Per una coincidenza che ritengo
straordinaria, un mio amico sacerdote mi invia ieri sera l'estratto di un libro
e mi parla della figura di Michel-Marie Zanotti-Sorkine, un Parroco marsigliese
che, ora, ritrovo in un articolo di Marina Corradi su Avvenire del 29 novembre
scorso, che pubblico di seguito, segnalato e commentato oggi da Magister: è da lì che ho
ripreso anche l'immagine del suo volto, che non conoscevo. Ringraziamo il
Signore e verifichiamo come ancora una volta il Sacerdote non deve far altro che
il sacerdote (docente-guida-santificatore: il «triplice munus») per
conquistare anime al Signore e al Suo Regno.
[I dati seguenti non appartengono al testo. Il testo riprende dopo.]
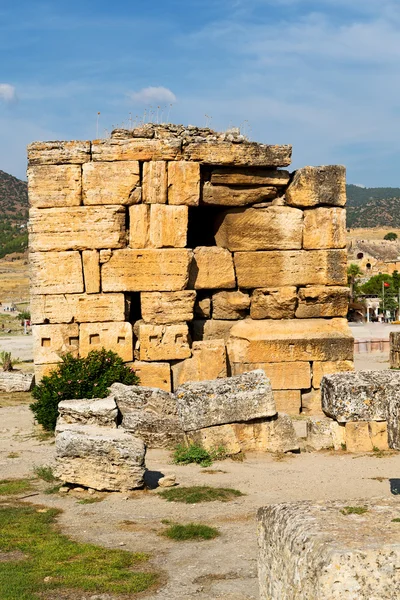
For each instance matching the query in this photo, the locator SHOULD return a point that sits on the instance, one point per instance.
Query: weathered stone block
(314, 551)
(290, 267)
(77, 308)
(273, 228)
(243, 398)
(184, 183)
(76, 228)
(322, 301)
(101, 458)
(318, 185)
(51, 342)
(212, 268)
(154, 184)
(167, 307)
(54, 185)
(110, 183)
(274, 303)
(56, 273)
(230, 305)
(164, 342)
(146, 270)
(208, 361)
(112, 336)
(324, 228)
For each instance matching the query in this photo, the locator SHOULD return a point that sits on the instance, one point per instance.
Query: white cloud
(7, 92)
(153, 94)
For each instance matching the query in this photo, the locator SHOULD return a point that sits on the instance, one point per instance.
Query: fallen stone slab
(359, 395)
(101, 458)
(15, 381)
(227, 400)
(314, 551)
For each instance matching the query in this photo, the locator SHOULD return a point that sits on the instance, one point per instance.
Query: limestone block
(51, 342)
(167, 307)
(76, 228)
(228, 400)
(15, 381)
(56, 273)
(110, 182)
(249, 177)
(155, 375)
(102, 412)
(288, 401)
(54, 185)
(358, 438)
(56, 153)
(290, 267)
(273, 303)
(212, 268)
(149, 414)
(164, 342)
(318, 185)
(324, 228)
(208, 361)
(273, 228)
(168, 226)
(112, 336)
(101, 458)
(359, 396)
(77, 308)
(184, 183)
(91, 271)
(246, 154)
(311, 550)
(322, 301)
(147, 270)
(154, 184)
(230, 305)
(136, 149)
(319, 369)
(290, 341)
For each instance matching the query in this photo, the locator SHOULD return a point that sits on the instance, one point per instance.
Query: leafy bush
(88, 377)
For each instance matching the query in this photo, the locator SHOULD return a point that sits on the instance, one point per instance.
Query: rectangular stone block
(163, 342)
(110, 183)
(322, 301)
(58, 153)
(91, 271)
(76, 228)
(291, 267)
(51, 342)
(155, 182)
(56, 273)
(111, 336)
(316, 550)
(77, 308)
(273, 228)
(54, 185)
(167, 307)
(245, 154)
(212, 268)
(208, 361)
(184, 183)
(146, 270)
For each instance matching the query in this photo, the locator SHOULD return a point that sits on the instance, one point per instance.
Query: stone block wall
(193, 255)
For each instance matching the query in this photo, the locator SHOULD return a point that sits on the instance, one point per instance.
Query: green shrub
(88, 377)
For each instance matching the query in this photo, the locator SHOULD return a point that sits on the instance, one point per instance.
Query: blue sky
(323, 75)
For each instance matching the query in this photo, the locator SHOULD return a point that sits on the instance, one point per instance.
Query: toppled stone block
(359, 396)
(242, 398)
(312, 550)
(101, 458)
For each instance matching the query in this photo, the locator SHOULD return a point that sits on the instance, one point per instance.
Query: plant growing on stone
(77, 378)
Domani pubblicherò l'estratto in italiano del
suo libro Au diable la tiédeur (Al diavolo la tiepidezza), che si divide
in due parti. La prima è rivolta ai sacerdoti: 50 pagine di pensieri, consigli,
sentenze semplici e forti per ridefinire il loro sacerdozio. La seconda è
destinata ai fedeli per ricordare le basi della religione cattolica e far luce
sui comportamenti e virtù che aiutano a vivere. Sta avendo grande successo.
Uscito nell'ottobre scorso, ha già venduto più di 15.000 copie.
Quella tonaca nera svolazzante sulla rue
Canabière, tra una folla più maghrebina che francese, ti fa voltare. Toh, un
prete, e vestito come una volta, per le strade di Marsiglia. Un uomo bruno,
sorridente, eppure con un che di riservato, di monacale. E che storia, alle
spalle: cantava nei locali notturni di Parigi, solo otto anni fa è stato
ordinato e da allora è parroco qui, a Saint-Vincent-de-Paul.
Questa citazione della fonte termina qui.